"If I have been rude and uncivil, you are to blame as much as I—and more," he retorted angrily.
"Indeed?" she said, in a tone of lofty disdain, and an amused smile played round the corners of her mouth. She was interested in the young man in spite of his incivility. Now that she had an opportunity of looking more closely at him, she could not deny that he had no common face, while his speech was quite correct, and not lacking in dignity.
"I hope I am not so churlish as not to be willing to do a kindness to anybody," he went on rapidly, "but I resent being treated as dirt by such as you."

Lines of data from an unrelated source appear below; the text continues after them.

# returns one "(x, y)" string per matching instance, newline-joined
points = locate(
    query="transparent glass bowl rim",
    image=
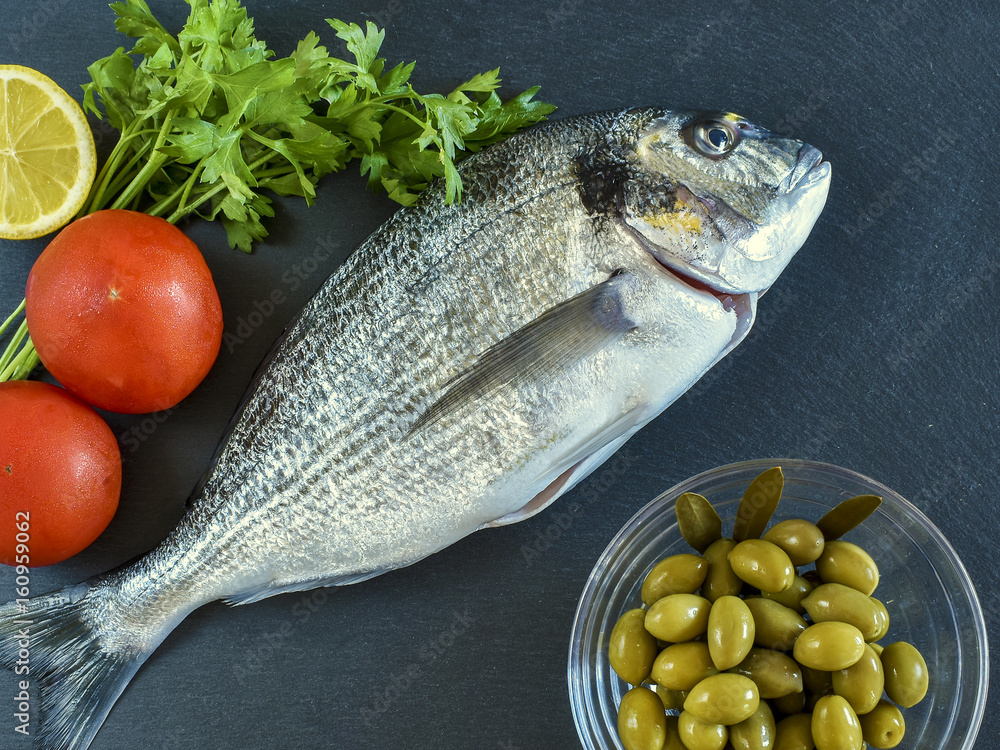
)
(594, 588)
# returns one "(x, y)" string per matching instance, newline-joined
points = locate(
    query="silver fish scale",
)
(318, 477)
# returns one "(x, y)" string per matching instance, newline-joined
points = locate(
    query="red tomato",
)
(123, 311)
(60, 474)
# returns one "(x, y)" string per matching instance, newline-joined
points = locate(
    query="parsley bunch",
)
(210, 118)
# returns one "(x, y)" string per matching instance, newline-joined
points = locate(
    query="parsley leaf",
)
(209, 118)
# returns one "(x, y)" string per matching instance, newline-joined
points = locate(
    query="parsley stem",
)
(156, 160)
(183, 211)
(6, 323)
(110, 168)
(11, 366)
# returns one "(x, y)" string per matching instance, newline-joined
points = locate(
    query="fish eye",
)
(713, 138)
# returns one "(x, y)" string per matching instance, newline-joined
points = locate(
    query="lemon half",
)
(47, 155)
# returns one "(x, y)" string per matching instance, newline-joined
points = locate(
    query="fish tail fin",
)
(51, 641)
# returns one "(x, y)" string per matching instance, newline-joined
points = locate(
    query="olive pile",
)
(750, 649)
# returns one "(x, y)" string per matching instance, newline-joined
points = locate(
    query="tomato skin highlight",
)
(59, 464)
(123, 311)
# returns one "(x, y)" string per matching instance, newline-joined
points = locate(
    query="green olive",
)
(883, 619)
(723, 699)
(698, 521)
(671, 699)
(793, 596)
(816, 681)
(720, 579)
(846, 563)
(673, 736)
(696, 734)
(678, 617)
(883, 727)
(792, 703)
(837, 602)
(835, 726)
(754, 733)
(677, 574)
(730, 631)
(775, 625)
(802, 541)
(762, 564)
(794, 733)
(681, 666)
(829, 646)
(631, 649)
(861, 683)
(847, 515)
(906, 676)
(642, 722)
(775, 674)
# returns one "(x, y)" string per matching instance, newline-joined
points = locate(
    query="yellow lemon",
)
(47, 156)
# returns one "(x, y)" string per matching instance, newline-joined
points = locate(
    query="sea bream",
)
(464, 368)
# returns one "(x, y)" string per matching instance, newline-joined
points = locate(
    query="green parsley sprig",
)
(210, 120)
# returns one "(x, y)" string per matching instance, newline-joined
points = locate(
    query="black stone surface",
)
(876, 350)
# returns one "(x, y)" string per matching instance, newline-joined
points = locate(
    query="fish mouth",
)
(742, 304)
(809, 169)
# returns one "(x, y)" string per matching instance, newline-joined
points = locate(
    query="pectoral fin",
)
(548, 345)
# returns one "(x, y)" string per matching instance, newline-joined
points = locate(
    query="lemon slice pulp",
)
(47, 156)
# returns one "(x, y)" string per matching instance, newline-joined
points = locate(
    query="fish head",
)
(722, 201)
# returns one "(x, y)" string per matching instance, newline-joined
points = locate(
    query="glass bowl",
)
(931, 601)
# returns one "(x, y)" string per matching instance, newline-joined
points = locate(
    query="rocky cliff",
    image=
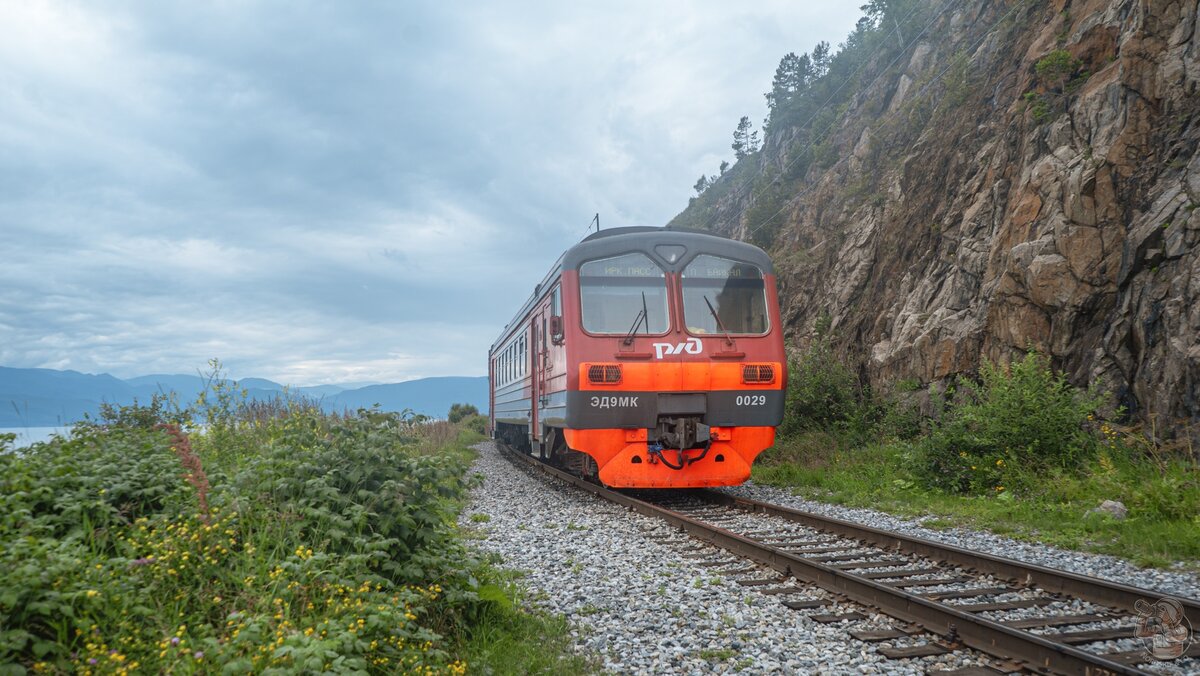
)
(979, 201)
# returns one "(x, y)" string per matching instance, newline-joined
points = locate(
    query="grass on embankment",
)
(1163, 496)
(281, 539)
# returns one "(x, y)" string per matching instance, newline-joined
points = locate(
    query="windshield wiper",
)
(719, 323)
(637, 322)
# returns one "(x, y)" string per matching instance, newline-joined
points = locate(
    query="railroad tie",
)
(1054, 621)
(831, 617)
(923, 650)
(807, 604)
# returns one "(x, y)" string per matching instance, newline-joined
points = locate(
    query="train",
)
(647, 357)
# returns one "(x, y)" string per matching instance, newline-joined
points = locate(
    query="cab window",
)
(623, 294)
(719, 293)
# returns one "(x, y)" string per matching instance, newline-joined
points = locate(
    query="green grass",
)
(280, 539)
(1163, 496)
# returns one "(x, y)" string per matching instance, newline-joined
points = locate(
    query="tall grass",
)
(280, 539)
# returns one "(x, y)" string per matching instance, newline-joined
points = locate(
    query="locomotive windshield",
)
(617, 292)
(724, 295)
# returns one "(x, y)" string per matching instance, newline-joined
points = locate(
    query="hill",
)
(34, 398)
(967, 180)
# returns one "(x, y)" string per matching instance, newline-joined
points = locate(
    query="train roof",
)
(615, 241)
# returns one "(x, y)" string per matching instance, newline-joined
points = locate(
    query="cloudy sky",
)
(333, 192)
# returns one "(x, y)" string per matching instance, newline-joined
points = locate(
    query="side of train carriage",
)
(646, 358)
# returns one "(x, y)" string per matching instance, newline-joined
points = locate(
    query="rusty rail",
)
(1031, 651)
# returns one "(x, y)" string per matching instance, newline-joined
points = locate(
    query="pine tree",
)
(742, 138)
(821, 59)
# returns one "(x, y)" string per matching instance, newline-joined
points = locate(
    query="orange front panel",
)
(678, 376)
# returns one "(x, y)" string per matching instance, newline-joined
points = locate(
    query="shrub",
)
(1019, 419)
(822, 393)
(329, 546)
(460, 411)
(477, 424)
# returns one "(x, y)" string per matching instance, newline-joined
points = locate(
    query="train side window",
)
(556, 318)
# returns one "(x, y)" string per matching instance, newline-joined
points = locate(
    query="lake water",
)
(27, 436)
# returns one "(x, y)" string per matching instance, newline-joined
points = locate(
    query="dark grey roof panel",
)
(615, 241)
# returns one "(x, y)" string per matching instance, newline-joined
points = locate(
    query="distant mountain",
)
(431, 396)
(36, 398)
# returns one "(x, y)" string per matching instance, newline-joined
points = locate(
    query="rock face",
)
(975, 211)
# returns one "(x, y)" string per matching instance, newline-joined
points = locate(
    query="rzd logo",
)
(691, 346)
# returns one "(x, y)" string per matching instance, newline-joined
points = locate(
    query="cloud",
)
(329, 191)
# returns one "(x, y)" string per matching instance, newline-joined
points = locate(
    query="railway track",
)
(1025, 616)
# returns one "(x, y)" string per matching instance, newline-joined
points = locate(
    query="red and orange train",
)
(646, 358)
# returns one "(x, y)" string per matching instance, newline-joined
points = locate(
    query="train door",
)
(535, 382)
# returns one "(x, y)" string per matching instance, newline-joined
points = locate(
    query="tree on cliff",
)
(744, 141)
(792, 77)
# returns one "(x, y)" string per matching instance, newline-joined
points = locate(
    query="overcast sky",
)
(331, 192)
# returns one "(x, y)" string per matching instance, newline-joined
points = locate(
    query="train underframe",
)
(679, 453)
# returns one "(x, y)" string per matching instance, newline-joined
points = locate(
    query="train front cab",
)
(676, 372)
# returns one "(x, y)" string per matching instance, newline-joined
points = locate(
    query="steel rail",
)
(1099, 591)
(1031, 651)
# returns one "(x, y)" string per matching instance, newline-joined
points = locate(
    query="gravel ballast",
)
(1095, 564)
(645, 598)
(639, 598)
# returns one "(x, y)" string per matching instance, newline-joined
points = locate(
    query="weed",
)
(718, 654)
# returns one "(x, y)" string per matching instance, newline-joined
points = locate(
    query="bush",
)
(477, 424)
(460, 411)
(822, 393)
(329, 545)
(1018, 420)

"Indeed? I was not aware——" she began, but he interrupted her.
"If you had asked me to open the gate I would have done so gladly, and been proud to do it," he went on; "but because I belong to what you are pleased to call the lower orders, you cannot ask; you command, and you expect to be obeyed."
"Of course I expect to be obeyed," she said, arching her eyebrows and smiling brightly, "and I am surprised that you——"
"No doubt you are," he interrupted angrily. "But if we are lacking in good manners, so are you," and he turned and leaped off the stile into the field.
"Come back, you foolish young man."
But if he heard, he did not heed; with his eyes fixed on a distant farmhouse, he stalked steadily on, never turning his head either to the right or the left.
For a moment or two she looked after him, an amused smile dimpling her cheeks; then she turned her attention to the gate.